1968 – Became a Ministry of the Synod of the Iowa Presbyterian Church (USA), now known as the Synod of Lakes & Prairies.
1968 – Merged with Iowa Methodist Services for Youth, opened Des Moines office, which became the new adoptions office, and took over the operation of the boys’ group home called Wesley Place.
1968 – Changed name to Hillcrest Services to Children and Youth.
1971 – Tri-county Family Planning Clinic opens in Dubuque, now known as Professional Health Clinic.
1972 – Opened Delhi Group Home for boys and Fenelon Group Home for girls in Dubuque.
1975 – Renamed Hillcrest Family Services.
1975 – Opened first group home for adult women with mental illness in Cedar Rapids in cooperation with the YWCA, then known as Y-Crest.

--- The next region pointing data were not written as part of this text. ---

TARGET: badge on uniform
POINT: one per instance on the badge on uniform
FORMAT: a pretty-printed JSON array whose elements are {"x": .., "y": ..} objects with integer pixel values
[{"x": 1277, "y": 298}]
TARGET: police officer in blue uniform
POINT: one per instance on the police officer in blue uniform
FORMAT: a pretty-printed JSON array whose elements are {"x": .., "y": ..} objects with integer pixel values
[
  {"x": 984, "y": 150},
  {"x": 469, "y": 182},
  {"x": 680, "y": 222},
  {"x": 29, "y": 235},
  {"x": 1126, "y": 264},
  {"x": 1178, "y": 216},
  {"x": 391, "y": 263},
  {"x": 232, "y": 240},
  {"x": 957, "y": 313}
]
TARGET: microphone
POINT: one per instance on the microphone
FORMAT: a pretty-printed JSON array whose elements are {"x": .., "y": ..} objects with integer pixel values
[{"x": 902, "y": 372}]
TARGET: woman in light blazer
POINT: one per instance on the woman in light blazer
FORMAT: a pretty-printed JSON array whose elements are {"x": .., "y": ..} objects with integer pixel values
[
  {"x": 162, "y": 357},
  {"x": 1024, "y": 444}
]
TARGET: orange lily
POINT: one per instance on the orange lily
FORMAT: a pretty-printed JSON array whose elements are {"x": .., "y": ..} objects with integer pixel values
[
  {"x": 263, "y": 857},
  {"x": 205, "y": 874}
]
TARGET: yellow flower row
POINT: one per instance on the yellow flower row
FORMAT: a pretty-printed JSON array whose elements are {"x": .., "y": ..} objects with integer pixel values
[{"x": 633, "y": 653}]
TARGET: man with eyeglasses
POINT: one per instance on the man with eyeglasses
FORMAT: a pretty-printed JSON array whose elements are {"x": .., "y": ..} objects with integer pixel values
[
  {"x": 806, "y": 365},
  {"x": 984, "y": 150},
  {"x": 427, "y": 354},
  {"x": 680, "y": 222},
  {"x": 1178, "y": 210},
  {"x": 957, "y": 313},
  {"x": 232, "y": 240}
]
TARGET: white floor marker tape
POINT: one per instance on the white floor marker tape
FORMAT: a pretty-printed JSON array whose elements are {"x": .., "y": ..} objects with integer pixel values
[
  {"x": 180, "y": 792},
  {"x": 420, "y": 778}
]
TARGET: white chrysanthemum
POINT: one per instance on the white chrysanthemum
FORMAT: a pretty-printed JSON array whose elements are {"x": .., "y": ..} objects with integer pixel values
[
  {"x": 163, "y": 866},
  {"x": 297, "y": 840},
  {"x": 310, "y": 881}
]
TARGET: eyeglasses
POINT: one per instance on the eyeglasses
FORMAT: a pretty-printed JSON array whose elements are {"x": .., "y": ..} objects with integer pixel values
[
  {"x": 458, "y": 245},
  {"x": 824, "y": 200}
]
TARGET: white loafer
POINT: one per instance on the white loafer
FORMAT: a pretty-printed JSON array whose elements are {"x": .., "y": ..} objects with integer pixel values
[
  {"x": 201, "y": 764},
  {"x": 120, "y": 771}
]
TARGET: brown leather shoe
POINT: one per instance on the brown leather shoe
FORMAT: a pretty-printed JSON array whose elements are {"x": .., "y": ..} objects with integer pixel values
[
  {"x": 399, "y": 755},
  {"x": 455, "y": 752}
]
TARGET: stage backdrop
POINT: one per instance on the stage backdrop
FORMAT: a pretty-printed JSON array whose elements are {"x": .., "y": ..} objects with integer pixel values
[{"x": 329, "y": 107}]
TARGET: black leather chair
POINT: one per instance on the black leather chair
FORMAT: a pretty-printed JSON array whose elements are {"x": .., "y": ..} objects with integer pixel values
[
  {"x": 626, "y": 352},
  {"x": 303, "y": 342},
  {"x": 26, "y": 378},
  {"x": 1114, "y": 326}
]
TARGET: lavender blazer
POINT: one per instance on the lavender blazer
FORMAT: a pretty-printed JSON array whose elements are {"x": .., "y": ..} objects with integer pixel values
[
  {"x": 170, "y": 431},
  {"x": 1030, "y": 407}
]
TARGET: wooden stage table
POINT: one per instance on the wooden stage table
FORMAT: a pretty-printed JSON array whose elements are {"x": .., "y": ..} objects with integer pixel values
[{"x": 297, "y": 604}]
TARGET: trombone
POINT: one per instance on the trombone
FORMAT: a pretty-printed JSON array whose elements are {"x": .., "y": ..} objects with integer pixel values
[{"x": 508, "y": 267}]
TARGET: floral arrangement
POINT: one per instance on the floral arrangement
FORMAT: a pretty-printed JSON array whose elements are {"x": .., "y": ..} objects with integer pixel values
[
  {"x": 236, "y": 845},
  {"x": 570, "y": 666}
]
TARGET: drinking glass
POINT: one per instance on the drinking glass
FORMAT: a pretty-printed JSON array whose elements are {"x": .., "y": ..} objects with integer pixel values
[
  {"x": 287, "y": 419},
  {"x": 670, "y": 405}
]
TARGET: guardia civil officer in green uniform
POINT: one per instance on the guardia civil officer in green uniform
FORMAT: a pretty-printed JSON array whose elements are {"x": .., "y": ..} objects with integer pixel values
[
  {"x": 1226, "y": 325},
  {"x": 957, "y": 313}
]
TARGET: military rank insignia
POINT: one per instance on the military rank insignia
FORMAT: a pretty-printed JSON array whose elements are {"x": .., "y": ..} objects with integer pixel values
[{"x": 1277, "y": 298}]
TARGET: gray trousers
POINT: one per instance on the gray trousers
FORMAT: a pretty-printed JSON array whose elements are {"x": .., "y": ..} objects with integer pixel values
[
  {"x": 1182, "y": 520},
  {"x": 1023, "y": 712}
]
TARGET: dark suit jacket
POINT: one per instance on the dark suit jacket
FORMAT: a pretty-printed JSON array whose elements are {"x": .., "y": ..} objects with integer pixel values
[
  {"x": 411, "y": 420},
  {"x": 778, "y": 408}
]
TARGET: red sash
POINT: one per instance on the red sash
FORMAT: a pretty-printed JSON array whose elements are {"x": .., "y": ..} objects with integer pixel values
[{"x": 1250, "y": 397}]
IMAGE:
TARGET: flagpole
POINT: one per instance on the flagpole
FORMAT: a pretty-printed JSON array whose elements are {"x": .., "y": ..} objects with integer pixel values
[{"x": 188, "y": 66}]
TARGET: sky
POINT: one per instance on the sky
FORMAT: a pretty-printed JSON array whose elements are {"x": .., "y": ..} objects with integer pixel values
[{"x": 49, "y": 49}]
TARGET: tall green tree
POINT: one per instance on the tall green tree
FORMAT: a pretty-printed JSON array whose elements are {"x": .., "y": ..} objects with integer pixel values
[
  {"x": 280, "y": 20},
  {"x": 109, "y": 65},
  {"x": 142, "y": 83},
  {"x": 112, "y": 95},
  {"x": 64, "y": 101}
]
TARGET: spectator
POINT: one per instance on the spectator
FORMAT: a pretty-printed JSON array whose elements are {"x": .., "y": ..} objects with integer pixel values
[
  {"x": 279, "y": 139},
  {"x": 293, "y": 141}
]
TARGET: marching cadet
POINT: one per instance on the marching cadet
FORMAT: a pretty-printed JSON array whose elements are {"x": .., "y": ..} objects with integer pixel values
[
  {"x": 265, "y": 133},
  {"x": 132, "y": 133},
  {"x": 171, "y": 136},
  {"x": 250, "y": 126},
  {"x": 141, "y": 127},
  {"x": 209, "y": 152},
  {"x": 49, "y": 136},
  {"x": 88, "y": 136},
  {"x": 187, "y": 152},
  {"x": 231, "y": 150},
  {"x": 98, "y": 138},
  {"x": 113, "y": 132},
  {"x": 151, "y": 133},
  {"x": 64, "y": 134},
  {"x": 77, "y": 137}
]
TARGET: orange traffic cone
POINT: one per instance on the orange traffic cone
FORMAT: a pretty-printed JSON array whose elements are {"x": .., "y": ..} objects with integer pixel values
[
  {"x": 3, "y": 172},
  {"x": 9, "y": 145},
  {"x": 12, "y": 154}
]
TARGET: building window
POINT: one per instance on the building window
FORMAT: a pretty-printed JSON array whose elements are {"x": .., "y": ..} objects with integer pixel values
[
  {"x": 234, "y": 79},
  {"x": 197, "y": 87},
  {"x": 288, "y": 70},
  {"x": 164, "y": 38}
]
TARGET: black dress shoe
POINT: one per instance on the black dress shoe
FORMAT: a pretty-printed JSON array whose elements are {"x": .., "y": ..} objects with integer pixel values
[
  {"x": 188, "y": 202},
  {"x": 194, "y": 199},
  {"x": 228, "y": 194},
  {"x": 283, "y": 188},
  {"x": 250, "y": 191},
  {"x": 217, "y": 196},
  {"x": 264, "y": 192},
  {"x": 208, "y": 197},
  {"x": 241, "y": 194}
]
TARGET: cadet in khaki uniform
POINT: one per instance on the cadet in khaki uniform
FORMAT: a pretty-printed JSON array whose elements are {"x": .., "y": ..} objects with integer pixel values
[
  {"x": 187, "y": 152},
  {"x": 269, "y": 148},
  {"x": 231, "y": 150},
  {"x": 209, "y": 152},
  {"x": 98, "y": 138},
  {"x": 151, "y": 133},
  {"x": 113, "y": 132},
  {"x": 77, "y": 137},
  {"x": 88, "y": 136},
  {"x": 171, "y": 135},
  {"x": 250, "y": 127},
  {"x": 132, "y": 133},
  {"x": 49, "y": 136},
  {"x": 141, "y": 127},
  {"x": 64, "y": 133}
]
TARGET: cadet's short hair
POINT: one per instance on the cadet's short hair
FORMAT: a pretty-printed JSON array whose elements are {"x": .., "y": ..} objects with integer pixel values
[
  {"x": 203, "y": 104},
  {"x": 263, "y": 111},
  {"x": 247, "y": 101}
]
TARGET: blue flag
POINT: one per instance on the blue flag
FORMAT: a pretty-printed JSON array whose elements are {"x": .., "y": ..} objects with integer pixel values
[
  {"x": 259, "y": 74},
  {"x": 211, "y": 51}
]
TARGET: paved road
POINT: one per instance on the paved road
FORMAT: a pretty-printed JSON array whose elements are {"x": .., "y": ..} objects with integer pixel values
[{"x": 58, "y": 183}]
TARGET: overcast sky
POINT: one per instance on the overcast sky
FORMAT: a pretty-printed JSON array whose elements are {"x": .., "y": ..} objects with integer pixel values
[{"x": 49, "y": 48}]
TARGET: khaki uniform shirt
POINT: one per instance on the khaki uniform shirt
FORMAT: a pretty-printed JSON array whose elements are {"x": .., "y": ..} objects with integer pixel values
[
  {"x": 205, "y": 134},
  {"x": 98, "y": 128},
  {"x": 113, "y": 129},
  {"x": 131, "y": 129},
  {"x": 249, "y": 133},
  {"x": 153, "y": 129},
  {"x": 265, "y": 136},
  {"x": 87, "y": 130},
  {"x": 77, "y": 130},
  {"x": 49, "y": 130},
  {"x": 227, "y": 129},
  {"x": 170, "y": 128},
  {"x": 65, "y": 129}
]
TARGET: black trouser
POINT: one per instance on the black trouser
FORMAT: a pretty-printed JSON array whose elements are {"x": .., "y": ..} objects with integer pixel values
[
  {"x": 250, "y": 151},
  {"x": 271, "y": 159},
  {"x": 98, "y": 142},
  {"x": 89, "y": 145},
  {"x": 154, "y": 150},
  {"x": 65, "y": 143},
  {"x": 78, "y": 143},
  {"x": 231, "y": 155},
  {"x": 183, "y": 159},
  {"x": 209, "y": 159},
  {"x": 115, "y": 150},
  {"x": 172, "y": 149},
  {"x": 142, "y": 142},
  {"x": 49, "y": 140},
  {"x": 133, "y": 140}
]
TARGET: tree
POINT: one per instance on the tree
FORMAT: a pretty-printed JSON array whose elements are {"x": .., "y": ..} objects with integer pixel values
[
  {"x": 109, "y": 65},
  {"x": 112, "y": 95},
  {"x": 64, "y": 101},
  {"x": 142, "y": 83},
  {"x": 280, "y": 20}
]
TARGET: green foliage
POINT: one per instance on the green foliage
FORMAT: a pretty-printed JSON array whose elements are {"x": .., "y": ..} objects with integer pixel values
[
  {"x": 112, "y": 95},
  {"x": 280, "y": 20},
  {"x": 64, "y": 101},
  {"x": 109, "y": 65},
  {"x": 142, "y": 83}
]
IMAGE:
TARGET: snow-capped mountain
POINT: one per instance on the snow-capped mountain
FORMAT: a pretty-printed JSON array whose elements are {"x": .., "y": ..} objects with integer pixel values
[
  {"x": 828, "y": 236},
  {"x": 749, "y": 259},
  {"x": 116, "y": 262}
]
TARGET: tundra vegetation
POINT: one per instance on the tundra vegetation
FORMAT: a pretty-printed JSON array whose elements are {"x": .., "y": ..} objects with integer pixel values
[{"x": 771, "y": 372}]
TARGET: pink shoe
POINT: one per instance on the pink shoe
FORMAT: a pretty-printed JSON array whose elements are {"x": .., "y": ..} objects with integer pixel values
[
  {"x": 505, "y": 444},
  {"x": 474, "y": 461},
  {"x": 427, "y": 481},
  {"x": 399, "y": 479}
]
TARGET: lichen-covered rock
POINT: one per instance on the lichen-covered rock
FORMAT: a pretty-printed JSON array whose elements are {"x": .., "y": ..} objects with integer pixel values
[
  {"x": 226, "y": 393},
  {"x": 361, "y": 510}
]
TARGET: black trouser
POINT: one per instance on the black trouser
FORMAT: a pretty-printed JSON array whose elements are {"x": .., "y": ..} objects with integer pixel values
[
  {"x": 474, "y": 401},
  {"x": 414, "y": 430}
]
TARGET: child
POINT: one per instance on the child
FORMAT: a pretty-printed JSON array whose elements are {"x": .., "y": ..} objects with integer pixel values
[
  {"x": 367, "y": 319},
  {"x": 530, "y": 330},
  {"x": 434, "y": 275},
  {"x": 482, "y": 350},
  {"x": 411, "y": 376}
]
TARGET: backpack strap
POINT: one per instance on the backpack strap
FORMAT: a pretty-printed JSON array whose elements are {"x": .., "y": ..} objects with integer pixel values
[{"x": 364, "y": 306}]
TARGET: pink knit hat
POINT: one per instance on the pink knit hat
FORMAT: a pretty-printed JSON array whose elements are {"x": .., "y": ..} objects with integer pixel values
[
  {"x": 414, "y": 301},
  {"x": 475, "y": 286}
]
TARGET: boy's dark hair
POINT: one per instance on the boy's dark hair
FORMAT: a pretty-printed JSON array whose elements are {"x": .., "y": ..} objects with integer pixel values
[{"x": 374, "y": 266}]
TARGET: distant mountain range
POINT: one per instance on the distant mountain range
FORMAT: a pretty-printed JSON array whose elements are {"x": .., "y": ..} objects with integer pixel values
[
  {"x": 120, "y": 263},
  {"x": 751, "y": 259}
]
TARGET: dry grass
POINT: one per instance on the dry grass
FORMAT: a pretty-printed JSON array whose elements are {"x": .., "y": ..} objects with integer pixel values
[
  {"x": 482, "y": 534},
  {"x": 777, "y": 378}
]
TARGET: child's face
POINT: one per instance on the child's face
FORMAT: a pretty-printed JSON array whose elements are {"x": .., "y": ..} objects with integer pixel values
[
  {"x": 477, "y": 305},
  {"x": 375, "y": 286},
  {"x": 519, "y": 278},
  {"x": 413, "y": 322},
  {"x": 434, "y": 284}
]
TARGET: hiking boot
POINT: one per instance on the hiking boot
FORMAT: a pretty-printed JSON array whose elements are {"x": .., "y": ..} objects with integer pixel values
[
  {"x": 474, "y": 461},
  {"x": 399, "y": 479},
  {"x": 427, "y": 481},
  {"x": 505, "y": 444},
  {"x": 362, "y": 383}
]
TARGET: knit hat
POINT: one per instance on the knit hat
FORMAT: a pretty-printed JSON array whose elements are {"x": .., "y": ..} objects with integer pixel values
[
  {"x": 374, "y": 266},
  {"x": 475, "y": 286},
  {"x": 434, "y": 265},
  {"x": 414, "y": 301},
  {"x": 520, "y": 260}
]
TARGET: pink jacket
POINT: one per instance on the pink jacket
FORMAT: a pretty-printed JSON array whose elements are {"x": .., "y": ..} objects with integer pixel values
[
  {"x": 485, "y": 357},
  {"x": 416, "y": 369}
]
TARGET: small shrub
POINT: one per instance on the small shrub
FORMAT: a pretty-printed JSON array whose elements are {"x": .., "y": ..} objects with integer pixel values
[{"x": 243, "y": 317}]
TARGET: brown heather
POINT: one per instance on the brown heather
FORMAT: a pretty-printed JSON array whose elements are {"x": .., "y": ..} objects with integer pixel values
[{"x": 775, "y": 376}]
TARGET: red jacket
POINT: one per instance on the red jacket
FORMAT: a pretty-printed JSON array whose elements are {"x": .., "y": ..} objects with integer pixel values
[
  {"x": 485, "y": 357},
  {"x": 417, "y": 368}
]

1977 – Opened first shelter care facility for adolescents on Jefferson Street in Dubuque.
1982 – Opened the Child Care nutrition program, now known as WIC.
1988 – Maternal Health program was started in Dubuque and was affiliated with Mercy Health Center in 1989.
1988 – Special Education program for residents started in Dubuque in former Executive Director’s home.
1993 – Became accredited by the Joint Commission on Accreditation of Healthcare Organizations.
1995 – Started youth mentoring program which became Big Brother Big Sisters in 1997 and Mentor Dubuque in 2013.
2002 – Opened first community mental health center in Washington, Iowa.
2003 – Purchased and remodeled apartment building adjacent to Barbara Butler Center and opened Transitional Housing program for homeless families.
2003 – Opened guest house for visiting families named Faley Reflections Home in the former Wesley Group in Dubuque.
2006 – Opened the Wellness Center in Dubuque for consumer focused support for persons with mental illness.
2013 – Started Integrated Health Homes Program.